La defensa argentina planteó inmediatamente que la Corte de Nueva York era incompetente porque el caso no estaba comprendido en ninguna de las únicas dos excepciones que, según la Ley de Inmunidad Soberana de Estados Unidos, habilitan que los tribunales de ese país resuelvan una demanda contra un estado extranjero: el estado extranjero lo ha consentido o el caso involucra un acto estrictamente comercial, y no soberano, del estado extranjero realizado en Estados Unidos o cuyos efectos sustanciales ocurren allí. El primer supuesto estaba fuera de toda discusión porque ningún gobierno argentino, ni siquiera el de Menem al momento de la privatización, había acordado dirimir en Nueva York eventuales conflictos societarios entre el Estado nacional y los demás accionistas de YPF. Bajo cualquier interpretación razonable, la jueza Preska debió concluir que el segundo supuesto tampoco aplicaba al caso porque la demanda versaba sobre una expropiación por razón de utilidad pública, que, como reconoce la propia jurisprudencia estadounidense, es un acto soberano y no comercial. En cambio, la jueza justificó su decisión de retener el caso alegando que el hecho relevante involucrado no era la expropiación del 51%, un acto soberano del gobierno argentino ajeno a su competencia, sino la omisión de ofrecer comprar el resto de las acciones, a la que consideró una conducta comercial justiciable. Como si fuera posible escindir un hecho del otro sin afectar la potestad soberana del Poder Ejecutivo y el Congreso argentinos de fijar el alcance de la expropiación de la manera más conveniente para el interés nacional.

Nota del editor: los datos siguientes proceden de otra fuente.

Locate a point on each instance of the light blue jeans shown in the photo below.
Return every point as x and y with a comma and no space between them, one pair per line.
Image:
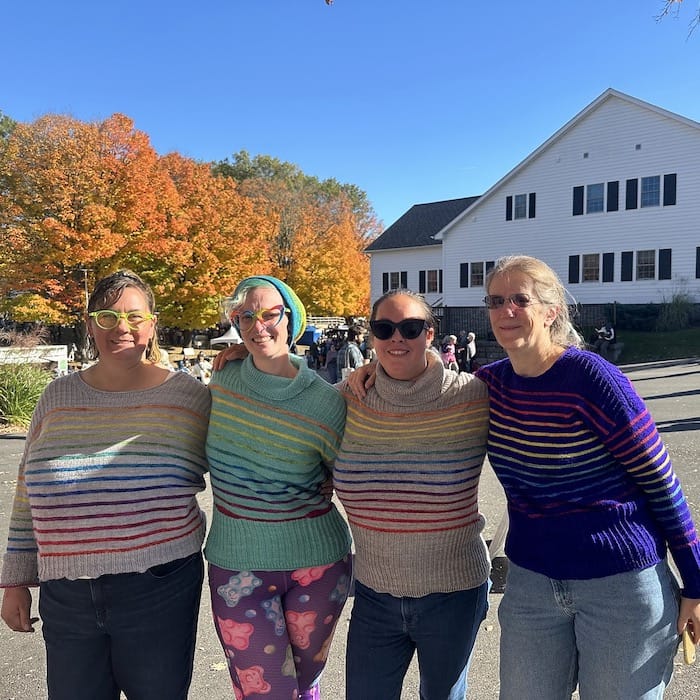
386,631
615,636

Supletoriamente, la defensa planteó que Preska debía reenviar el caso a la Argentina en virtud de la doctrina anglosajona de “foro no conveniente”, según la cual, aún si un juez estadounidense es competente, debe abstenerse de tramitar una demanda si las cortes de otro país son más aptas para resolverla y carece de vínculos sustanciales con los Estados Unidos. La defensa argumentó que el caso era un ejemplo clásico de las situaciones que justifican aplicar esa doctrina pues consistía en la demanda de dos empresas españoles contra la República Argentina sobre el supuesto incumplimiento del estatuto de una sociedad argentina, y, como admitió la propia jueza, todas las cuestiones relevantes en disputa se rigen por el derecho argentino y no por normas estadounidenses. Sin embargo, Preska rechazó también ese planteo razonable. Su pretexto fue que las acciones de YPF detentadas por las sociedades Petersen hasta 2012 cotizaban en Wall Street y era atribución de las cortes de Nueva York velar por el funcionamiento correcto de ese mercado de capitales. La jueza agregó que, si bien los jueces argentinos eran los naturalmente aptos para juzgar un caso regido por las leyes de nuestro país, consideraba que las cuestiones de derecho argentino involucradas eran “relativamente sencillas” y no le resultaría difícil dilucidarlas con la ayuda de testimonios de los peritos de las partes.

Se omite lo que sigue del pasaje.